This Day in History – May 18, 2012

1302 – The weaver Peter de Coningk led a massacre of the Flemish oligarchs.

1642 – Montreal, Canada, was founded.

1643 – Queen Anne, the widow of Louis XIII, was granted sole and absolute power as regent by the Paris parliament, overriding the late king’s will.

1652 – In Rhode Island, a law was passed that made slavery illegal in North America. It was the first law of its kind.

1792 – Russian troops invaded Poland.

1798 – The first Secretary of the U.S. Navy was appointed. He was Benjamin Stoddert.

1802 – Great Britain declared war on Napoleon’s France.

1804 – Napoleon Bonaparte was proclaimed emperor by the French Senate.

1828 – Battle of Las Piedras ended the conflict between Uruguay and Brazil.

1896 – The U.S. Supreme court upheld the "separate but equal" policy in the Plessy vs. Ferguson decision. The ruling was overturned 58 years later with Brown vs.
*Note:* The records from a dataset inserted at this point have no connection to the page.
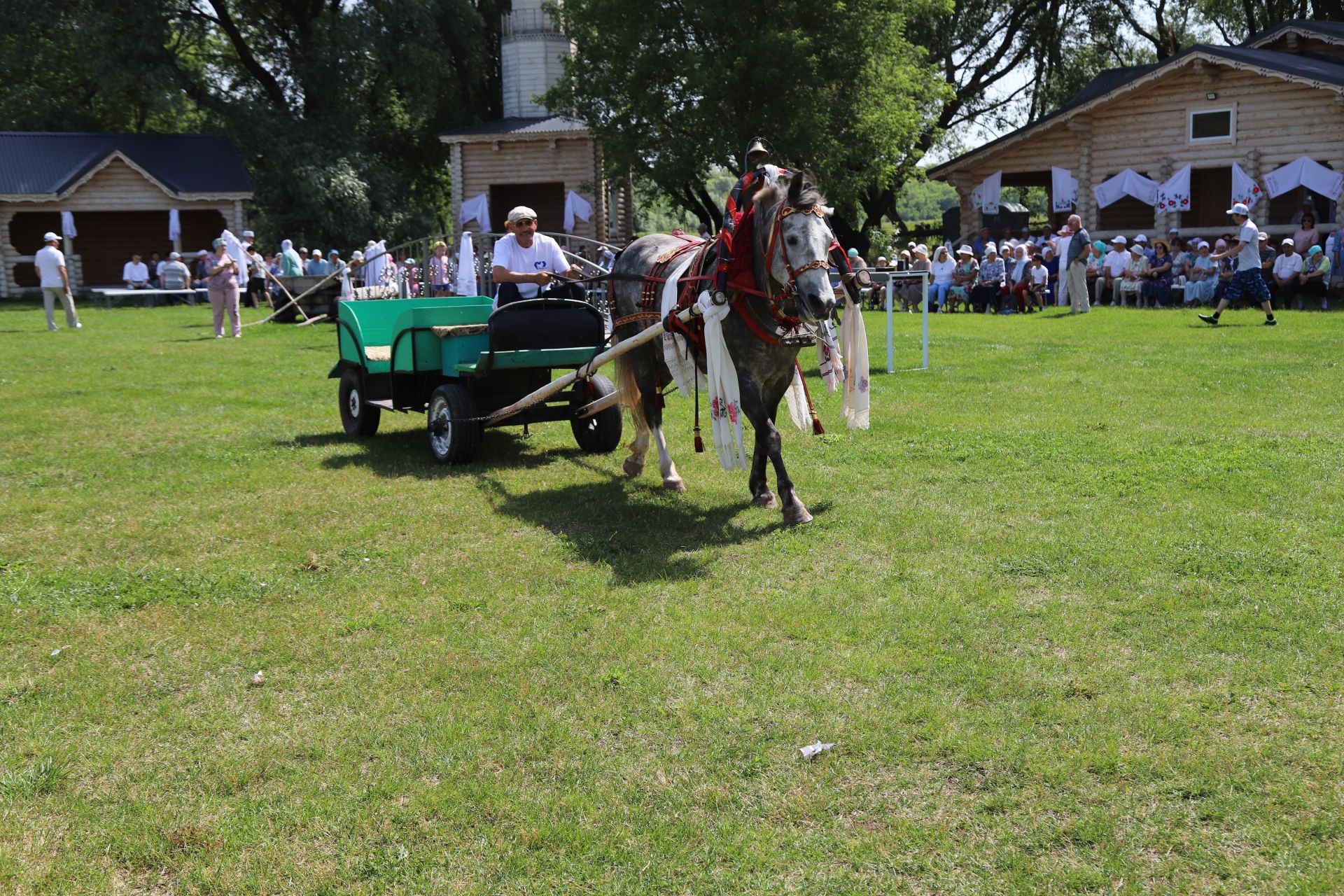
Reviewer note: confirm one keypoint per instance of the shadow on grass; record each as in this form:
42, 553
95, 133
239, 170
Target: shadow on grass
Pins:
641, 535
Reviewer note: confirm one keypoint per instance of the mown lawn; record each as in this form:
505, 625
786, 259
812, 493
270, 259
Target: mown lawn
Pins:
1070, 612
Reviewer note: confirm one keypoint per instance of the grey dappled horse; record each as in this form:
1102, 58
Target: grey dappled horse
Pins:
797, 269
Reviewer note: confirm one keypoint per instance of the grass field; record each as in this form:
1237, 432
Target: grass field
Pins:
1070, 612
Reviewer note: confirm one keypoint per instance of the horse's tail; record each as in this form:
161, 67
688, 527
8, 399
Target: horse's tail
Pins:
629, 386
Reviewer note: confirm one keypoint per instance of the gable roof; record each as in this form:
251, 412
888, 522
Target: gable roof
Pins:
46, 163
1316, 71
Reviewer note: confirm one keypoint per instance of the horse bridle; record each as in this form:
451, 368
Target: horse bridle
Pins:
792, 285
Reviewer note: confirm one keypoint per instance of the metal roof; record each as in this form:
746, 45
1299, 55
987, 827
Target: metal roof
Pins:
45, 163
543, 125
1319, 71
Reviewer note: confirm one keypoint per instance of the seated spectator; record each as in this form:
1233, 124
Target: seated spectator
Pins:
942, 282
1307, 235
990, 282
962, 279
175, 274
134, 274
1113, 269
1287, 267
1136, 272
1158, 285
1315, 277
1202, 277
316, 265
1038, 288
198, 270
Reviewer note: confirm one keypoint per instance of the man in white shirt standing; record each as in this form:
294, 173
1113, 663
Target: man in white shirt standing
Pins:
55, 282
526, 264
134, 273
1247, 280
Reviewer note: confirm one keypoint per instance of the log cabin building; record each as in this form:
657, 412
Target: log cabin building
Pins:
1260, 105
531, 156
118, 191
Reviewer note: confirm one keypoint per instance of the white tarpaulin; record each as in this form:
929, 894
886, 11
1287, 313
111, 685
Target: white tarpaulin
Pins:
1306, 172
476, 209
986, 197
1175, 194
1126, 183
465, 284
575, 207
1063, 188
1245, 190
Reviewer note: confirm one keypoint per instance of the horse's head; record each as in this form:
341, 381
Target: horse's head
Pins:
794, 245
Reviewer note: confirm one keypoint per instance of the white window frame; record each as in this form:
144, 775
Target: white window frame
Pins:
1231, 133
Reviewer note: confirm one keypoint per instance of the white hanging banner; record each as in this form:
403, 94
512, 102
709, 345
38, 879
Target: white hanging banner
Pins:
986, 197
1175, 194
1245, 190
465, 284
1126, 183
1063, 190
1306, 172
476, 209
575, 207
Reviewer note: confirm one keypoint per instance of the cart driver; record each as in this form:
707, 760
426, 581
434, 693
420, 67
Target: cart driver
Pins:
527, 262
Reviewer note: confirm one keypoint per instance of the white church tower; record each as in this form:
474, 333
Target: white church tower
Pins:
530, 156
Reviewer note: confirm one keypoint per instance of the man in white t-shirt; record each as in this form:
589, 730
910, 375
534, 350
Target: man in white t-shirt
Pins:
134, 273
1247, 280
1113, 270
526, 264
55, 282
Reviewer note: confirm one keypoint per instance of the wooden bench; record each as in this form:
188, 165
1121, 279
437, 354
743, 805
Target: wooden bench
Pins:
112, 296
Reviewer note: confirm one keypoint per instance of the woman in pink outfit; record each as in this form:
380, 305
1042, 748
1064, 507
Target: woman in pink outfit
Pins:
222, 285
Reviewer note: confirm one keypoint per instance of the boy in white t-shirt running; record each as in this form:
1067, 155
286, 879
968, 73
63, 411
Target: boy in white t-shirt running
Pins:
1247, 277
55, 282
526, 264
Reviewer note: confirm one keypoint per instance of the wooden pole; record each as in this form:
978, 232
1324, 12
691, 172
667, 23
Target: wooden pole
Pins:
585, 370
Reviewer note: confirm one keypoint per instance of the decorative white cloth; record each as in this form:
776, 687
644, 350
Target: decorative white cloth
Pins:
1175, 194
986, 197
1063, 188
1306, 171
575, 207
854, 339
797, 399
235, 250
675, 349
830, 362
465, 284
1245, 190
476, 209
1126, 183
724, 398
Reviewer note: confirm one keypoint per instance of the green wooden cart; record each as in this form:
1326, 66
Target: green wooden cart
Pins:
460, 362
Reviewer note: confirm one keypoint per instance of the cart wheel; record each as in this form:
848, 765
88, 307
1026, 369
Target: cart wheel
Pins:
601, 433
452, 434
356, 414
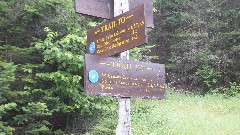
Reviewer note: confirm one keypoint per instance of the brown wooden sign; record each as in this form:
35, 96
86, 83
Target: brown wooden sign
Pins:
105, 8
123, 78
125, 31
98, 8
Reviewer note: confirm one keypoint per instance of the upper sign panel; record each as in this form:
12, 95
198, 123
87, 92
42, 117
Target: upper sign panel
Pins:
105, 8
98, 8
125, 31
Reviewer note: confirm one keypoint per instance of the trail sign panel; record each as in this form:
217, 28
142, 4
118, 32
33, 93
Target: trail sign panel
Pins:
125, 31
105, 8
98, 8
123, 78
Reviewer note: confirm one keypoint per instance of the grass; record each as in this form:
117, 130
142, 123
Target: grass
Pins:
178, 114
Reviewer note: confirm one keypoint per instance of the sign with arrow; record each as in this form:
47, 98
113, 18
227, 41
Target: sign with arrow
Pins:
125, 31
105, 8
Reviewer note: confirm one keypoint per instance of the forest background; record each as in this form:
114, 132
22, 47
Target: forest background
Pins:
42, 45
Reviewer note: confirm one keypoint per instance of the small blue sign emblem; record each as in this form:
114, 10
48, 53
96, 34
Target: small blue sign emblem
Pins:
92, 47
93, 76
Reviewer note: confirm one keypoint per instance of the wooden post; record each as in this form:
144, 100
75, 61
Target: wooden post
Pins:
124, 119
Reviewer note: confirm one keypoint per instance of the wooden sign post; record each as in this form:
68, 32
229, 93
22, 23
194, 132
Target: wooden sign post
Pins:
120, 77
124, 116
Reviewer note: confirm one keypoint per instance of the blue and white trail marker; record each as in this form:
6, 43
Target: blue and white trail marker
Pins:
93, 76
92, 47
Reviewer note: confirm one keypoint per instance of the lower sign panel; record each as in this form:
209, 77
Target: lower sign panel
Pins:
123, 78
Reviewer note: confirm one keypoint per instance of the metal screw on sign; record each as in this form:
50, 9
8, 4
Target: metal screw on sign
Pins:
92, 47
93, 76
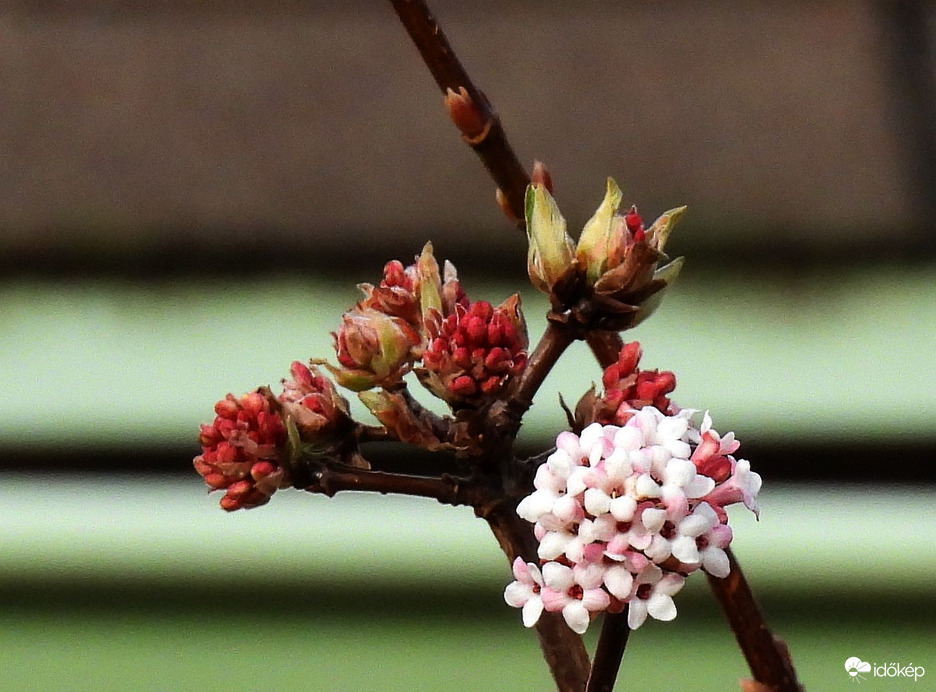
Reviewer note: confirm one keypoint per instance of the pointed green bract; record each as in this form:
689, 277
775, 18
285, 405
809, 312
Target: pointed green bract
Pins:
659, 232
592, 249
551, 249
429, 281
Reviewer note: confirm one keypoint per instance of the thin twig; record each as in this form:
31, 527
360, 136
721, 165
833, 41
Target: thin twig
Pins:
766, 655
493, 148
330, 480
609, 652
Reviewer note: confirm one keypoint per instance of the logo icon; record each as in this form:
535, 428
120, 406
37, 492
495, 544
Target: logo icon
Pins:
855, 666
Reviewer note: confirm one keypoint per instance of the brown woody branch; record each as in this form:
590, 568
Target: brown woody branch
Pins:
492, 146
767, 656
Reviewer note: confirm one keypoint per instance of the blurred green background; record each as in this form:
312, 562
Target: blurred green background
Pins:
189, 194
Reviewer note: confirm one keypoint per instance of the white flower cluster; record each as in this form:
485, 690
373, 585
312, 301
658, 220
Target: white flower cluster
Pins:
624, 514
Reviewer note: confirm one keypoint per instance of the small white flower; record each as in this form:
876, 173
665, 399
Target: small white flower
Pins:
525, 591
652, 594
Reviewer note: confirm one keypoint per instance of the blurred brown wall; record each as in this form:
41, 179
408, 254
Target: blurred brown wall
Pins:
126, 124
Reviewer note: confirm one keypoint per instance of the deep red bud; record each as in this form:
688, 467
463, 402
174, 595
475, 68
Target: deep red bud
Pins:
463, 385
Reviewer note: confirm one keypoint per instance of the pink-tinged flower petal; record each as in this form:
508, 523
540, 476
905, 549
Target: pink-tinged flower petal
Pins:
618, 581
699, 486
653, 519
554, 601
568, 509
698, 522
597, 501
526, 572
576, 616
646, 487
595, 599
672, 428
685, 550
557, 576
670, 584
629, 438
661, 607
554, 544
569, 443
561, 463
577, 481
547, 480
536, 504
715, 562
589, 576
518, 595
532, 609
636, 613
623, 508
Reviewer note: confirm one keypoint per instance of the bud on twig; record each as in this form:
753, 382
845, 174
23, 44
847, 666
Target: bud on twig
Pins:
466, 115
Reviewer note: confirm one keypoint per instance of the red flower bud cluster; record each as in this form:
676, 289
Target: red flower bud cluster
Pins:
396, 293
239, 451
473, 351
312, 402
382, 336
628, 389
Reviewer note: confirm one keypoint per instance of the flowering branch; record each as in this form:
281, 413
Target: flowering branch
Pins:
623, 509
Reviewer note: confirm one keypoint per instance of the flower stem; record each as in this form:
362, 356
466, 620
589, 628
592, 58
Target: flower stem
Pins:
766, 655
609, 652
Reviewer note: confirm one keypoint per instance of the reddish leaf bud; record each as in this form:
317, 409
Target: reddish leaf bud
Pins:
240, 451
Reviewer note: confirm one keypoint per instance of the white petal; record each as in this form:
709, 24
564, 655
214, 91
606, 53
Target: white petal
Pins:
589, 576
597, 501
576, 617
535, 505
661, 606
695, 525
628, 438
679, 472
653, 519
645, 486
560, 463
715, 562
553, 545
557, 576
699, 486
595, 599
623, 508
669, 584
672, 428
685, 550
619, 581
576, 480
517, 594
659, 549
532, 609
636, 613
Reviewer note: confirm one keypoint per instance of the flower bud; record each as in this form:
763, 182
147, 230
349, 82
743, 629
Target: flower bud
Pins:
313, 404
593, 246
374, 349
473, 352
466, 115
240, 450
551, 250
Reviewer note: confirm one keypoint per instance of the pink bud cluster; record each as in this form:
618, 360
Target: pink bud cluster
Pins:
473, 351
239, 451
420, 319
242, 448
628, 389
623, 514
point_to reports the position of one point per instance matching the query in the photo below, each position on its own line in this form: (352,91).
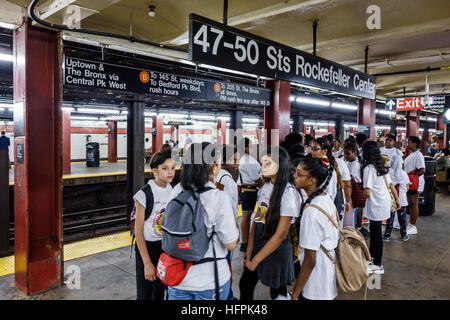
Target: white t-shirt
(378,205)
(389,152)
(161,196)
(230,187)
(219,213)
(416,161)
(315,230)
(345,174)
(250,169)
(290,202)
(354,168)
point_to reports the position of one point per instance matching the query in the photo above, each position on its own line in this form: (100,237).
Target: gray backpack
(184,231)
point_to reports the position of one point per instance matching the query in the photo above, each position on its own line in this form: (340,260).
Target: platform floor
(417,269)
(80,169)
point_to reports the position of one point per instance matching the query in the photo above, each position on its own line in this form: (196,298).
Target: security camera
(152,13)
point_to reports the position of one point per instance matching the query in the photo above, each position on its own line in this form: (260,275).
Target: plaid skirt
(358,200)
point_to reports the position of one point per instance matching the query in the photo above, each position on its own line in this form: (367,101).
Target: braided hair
(324,143)
(315,168)
(284,176)
(371,155)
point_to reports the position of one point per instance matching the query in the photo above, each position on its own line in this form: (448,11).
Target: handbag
(393,202)
(358,200)
(414,178)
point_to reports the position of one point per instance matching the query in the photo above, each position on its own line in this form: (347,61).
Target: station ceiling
(414,34)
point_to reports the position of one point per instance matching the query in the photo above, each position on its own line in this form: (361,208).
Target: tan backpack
(352,257)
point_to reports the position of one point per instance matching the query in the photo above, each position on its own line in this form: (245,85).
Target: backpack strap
(334,223)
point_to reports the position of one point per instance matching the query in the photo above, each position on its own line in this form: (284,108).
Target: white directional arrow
(391,104)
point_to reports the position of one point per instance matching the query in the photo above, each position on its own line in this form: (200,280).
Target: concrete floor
(414,270)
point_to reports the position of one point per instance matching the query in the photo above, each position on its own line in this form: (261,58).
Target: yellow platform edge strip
(79,249)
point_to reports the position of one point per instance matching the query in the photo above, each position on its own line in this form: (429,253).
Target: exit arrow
(390,104)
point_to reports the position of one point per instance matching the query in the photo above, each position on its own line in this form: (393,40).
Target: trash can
(92,154)
(428,196)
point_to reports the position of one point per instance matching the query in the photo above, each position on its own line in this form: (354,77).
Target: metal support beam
(135,150)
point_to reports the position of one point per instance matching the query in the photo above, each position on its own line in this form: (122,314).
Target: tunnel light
(92,110)
(313,101)
(203,117)
(344,106)
(6,57)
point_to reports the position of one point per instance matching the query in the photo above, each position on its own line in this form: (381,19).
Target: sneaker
(376,269)
(283,297)
(411,229)
(364,232)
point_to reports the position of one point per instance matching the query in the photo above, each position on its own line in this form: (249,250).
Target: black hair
(296,151)
(165,148)
(390,136)
(159,158)
(372,155)
(284,176)
(308,139)
(361,138)
(194,174)
(323,175)
(325,144)
(351,146)
(291,139)
(415,140)
(330,138)
(228,152)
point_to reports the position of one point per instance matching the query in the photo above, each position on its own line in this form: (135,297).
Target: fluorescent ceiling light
(344,106)
(92,110)
(83,118)
(313,101)
(203,117)
(6,57)
(250,120)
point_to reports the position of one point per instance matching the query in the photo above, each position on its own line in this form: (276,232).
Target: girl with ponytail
(269,252)
(317,277)
(340,179)
(376,183)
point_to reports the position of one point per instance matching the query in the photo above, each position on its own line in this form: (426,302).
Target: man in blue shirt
(4,144)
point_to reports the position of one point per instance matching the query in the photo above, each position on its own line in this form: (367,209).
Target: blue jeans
(178,294)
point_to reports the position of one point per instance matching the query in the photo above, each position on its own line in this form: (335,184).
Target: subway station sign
(219,45)
(100,75)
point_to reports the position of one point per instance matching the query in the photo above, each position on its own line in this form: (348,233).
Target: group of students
(283,231)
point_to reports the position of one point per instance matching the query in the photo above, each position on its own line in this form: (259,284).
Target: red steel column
(221,132)
(37,170)
(366,114)
(278,115)
(112,141)
(66,142)
(412,123)
(157,135)
(440,125)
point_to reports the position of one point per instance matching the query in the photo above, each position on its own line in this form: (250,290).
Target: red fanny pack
(171,271)
(414,178)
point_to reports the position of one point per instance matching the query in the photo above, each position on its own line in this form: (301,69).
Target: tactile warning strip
(79,249)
Board of Education.

1897 – A public reading of Bram Stoker’s new novel, "Dracula, or, The Un-dead," was performed in London.

1904 – Brigand Raizuli kidnapped American Ion H. Perdicaris in Morocco.

1917 – The U.S. Congress passed the Selective Service act, which called up soldiers to fight in World War I.

1926 – Evangelist Aimee Semple McPherson vanished while visiting a beach in Venice, CA. She reappeared a month later with the claim that she had been kidnapped.

1931 – Japanese pilot Seiji Yoshihara crashed his plane in the Pacific Ocean while trying to be the first to cross the ocean nonstop. He was picked up seven hours later by a passing ship.

1933 – The Tennessee Valley Authority was created.

1934 – The U.S. Congress approved an act, known as the "Lindberg Act," that called for the death penalty in interstate kidnapping cases.

1942 – New York ended night baseball games for the duration of World War II.

1944 – Monte Cassino, Europe’s oldest Monastic house, was finally captured by the Allies in Italy.

1949 – Antiquarian Booksellers Association of America was incorporated.

1951 – The United Nations moved its headquarters to New York City.

1953 – The first woman to fly faster than the speed of sound, Jacqueline Cochran, piloted an F-86 Sabrejet over California at an average speed of 652.337 miles-per-hour.

1974 – India became the sixth nation to explode an atomic bomb.

1980 – Mt. Saint Helens erupted in Washington state. 57 people were killed and 3 billion in damage was done.

1983 – The U.S. Senate revised immigration laws and gave millions of illegal aliens legal status under an amnesty program.

1994 – Israel’s three decades of occupation in the Gaza Strip ended as Israeli troops completed their withdrawal and Palestinian authorities took over.

1998 – The U.S. federal government and 20 states filed a sweeping antitrust case against Microsoft Corp., saying the computer software company had a "choke hold" on competitors which denied consumer choices by controlling 90% of the software market.

1998 – U.S. federal officials arrested more than 130 people and seized $35 million. This was the end to an investigation of money laundering being done by a dozen Mexican banks and two drug-smuggling cartels.